Most gardeners would prefer to be busy in the garden, rather than think about how tilling the soil and growing plants affects the mind. But as a psychiatrist and psychotherapist, I cannot resist reflecting on these things. This is partly because of my own gardening experiences but also because there is a renewal of interest in horticultural therapy.
Recent research carried out by the National Gardens Scheme (NGS) showed that more than a third of people questioned (39 per cent) said that being in a garden makes them feel healthier, while 79 per cent believe that access to a garden is essential for quality of life. The survey coincides with the NGS Festival Weekend (June 7-8) when more than 350 gardens will be open, with proceeds to charity.
I turn to gardening as a way of calming my mind, a kind of decompressing after a hard week in the consulting room. The jangle of competing thoughts inside my head somehow clears and settles as the weed bucket fills up, and ideas that are barely formed take shape. A session in the garden can leave you feeling dead on your feet, but strangely renewed inside.
A survey showed that nearly four-fifths of people believe a garden is essential to quality of life (GETTY IMAGES)
In the plant world, regeneration is a matter of course, but psychological repair does not come so naturally to us.
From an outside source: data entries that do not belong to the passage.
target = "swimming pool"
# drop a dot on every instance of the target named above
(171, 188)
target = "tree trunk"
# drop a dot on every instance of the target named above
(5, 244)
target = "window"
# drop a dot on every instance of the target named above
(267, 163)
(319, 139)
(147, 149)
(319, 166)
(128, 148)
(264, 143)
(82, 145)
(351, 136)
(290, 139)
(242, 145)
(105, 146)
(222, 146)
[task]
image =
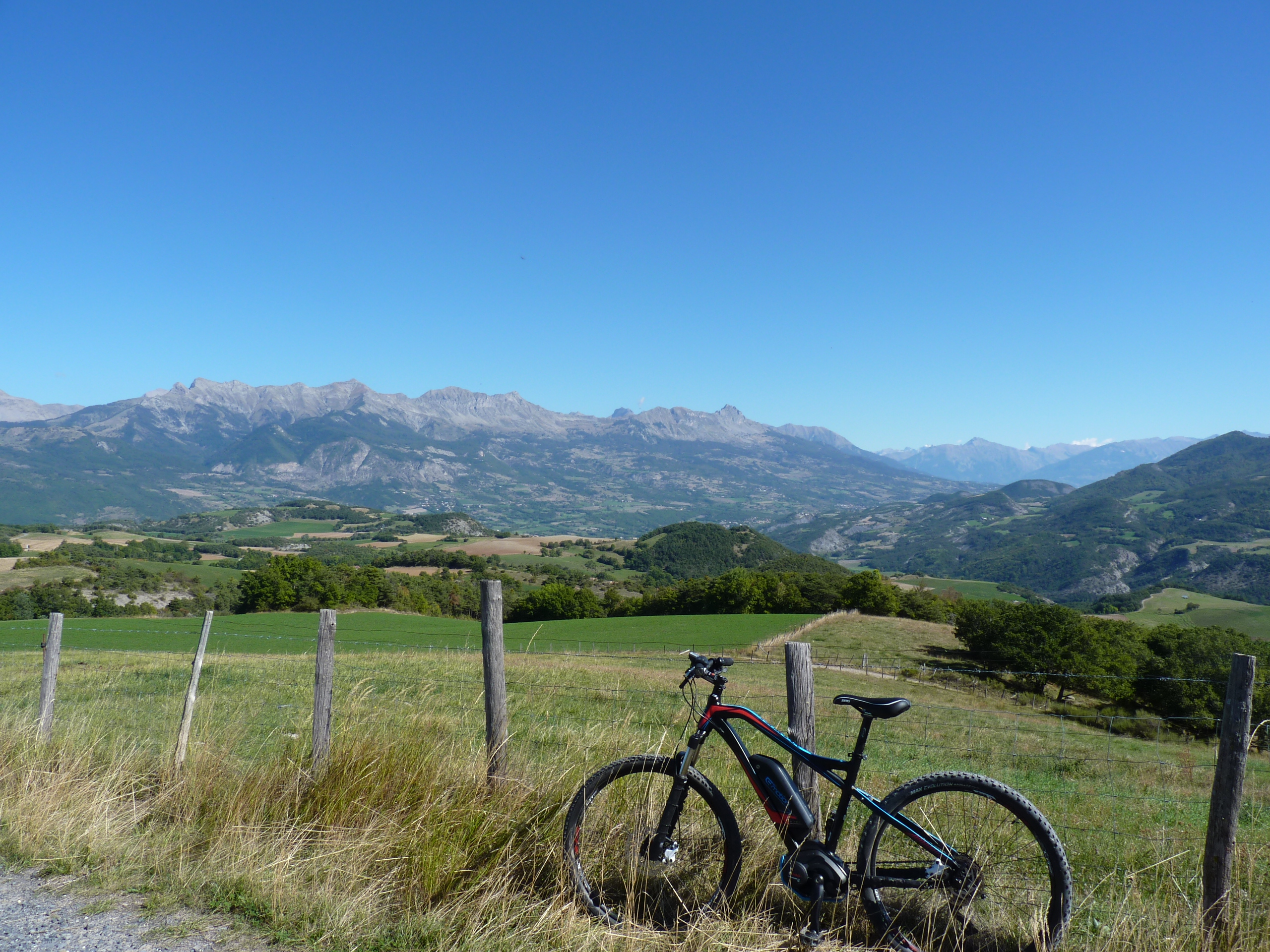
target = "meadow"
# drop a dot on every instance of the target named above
(287, 527)
(402, 844)
(968, 588)
(26, 578)
(296, 633)
(1170, 607)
While we have an innate capacity to form strong attachments, we are less well equipped to deal with trauma and loss. In our secular and consumerist world, we have lost touch with many of the rituals that can help us navigate our way through life. Gardening is a form of ritual; as well as creating beauty around us, it works within our minds, as a symbolic act.
One of the things that set me thinking about gardening and the mind was a patient of mine who suffered from severe, recurrent depression. In her childhood she experienced emotional neglect and violent abuse and as an adult had great difficulty in forming positive relationships. She started to feel that her life was blighted. The discovery of gardening in her 40s made a huge difference to her. She told me, with conviction: "It is the only time I feel I am good."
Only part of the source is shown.